Beyond Burger — Uses beet juice as its “blood” source.

The Nutritional Rundown

Protein Sodium

Beef, 80% lean 19 g 75 mg

Beyond Burger 20 g 380 mg

Impossible Burger 19 g 370 mg

Source of Protein

• Beyond Burger: “pea protein” (a formulation of peas, mung beans, and brown rice). Protein isolated from plants are highly processed and don’t count as a vegetable.

• Impossible Burger: Genetically-modified soy product and potato.
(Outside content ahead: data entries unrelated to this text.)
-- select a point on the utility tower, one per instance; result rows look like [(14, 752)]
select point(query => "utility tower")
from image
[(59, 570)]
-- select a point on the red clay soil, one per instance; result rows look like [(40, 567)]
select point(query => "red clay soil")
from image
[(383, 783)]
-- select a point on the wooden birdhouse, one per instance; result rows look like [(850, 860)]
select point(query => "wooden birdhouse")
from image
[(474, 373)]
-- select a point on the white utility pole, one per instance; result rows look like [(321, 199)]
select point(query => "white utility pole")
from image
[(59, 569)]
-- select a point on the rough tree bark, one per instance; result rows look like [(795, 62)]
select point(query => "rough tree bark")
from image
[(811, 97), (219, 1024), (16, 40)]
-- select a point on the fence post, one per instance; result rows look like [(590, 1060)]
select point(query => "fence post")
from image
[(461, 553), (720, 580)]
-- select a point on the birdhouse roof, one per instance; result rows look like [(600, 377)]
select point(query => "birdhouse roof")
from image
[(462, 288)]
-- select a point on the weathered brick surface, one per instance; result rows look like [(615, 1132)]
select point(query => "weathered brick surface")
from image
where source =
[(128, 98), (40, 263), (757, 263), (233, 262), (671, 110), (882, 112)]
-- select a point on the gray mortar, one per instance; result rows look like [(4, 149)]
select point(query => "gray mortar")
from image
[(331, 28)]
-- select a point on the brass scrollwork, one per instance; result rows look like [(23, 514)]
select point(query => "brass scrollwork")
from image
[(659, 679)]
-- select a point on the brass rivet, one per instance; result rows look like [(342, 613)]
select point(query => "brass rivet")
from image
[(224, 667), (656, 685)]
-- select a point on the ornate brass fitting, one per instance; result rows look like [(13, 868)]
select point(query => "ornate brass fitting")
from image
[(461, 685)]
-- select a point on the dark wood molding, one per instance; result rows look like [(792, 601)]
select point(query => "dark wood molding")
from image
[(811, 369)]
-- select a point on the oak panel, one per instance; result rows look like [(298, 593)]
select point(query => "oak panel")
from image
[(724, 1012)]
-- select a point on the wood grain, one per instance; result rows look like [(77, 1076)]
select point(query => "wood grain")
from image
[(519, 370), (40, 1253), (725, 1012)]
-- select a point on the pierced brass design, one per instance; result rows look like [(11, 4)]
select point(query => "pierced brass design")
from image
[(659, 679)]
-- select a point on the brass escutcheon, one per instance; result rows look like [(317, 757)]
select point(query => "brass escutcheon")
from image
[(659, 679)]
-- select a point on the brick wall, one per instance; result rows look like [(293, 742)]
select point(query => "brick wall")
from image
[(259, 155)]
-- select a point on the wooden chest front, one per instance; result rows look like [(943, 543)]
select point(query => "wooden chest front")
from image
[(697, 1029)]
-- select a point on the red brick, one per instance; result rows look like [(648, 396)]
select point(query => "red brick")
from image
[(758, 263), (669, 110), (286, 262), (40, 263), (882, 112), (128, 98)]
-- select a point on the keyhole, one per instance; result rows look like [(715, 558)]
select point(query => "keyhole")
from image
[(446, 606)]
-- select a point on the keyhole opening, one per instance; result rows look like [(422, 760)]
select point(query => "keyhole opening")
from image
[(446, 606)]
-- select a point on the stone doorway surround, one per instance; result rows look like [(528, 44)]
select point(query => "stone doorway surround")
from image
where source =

Impossible Foods touts they use 95% less land and 74% or less water compared to cattle production.

Calories Calories from Fat

Beef, 80% lean 287 72%

Beyond Burger 270 67%

Impossible Burger 240 53%

Calories from Fat

• The percentage of calories from fat is extremely high.

Fat Saturated Fat

Beef, 80% lean 23 g 9 g

Beyond Burger 20 g 6 g

Impossible Burger 14 g 8 g

Source of Fats

• Beyond Burger: cocoa butter, coconut oil, sunflower oil, and canola oil (The cocoa butter and the coconut oil add the “faux marbling” in the product.)

• Impossible Burger: coconut oil, sunflower oil

Beyond Famous Star® with Cheese

• Protein: 33 gm

• Sodium: 1600 (over the daily limit)

• Calories: 700

• Calories from fat: 396 (51.4% of total calories)

• Total fat: 44 gm

• Saturated fat: 13 (the maximum intake on a 2,000-calorie diet)

Should You Eat These Plant-based Burgers?

It depends — it depends on what you’re going for, e.g., is your objective to be more environmentally conscious, healthy, or do you just want to reduce your intake of red meat?

If you’re going for healthy, then these burger substitutes are not a good meat substitute. The manufactured “plant-based” patties won’t get you closer to your 5 to 7 servings of vegetables a day.

The Takeaway: These faux burgers are made with ultra-processed ingredients, and are highly processed to manufacture and mass produce. They’re very high in

sodium and saturated fat with no actual vegetables present unlike other “veggie burgers” on the market.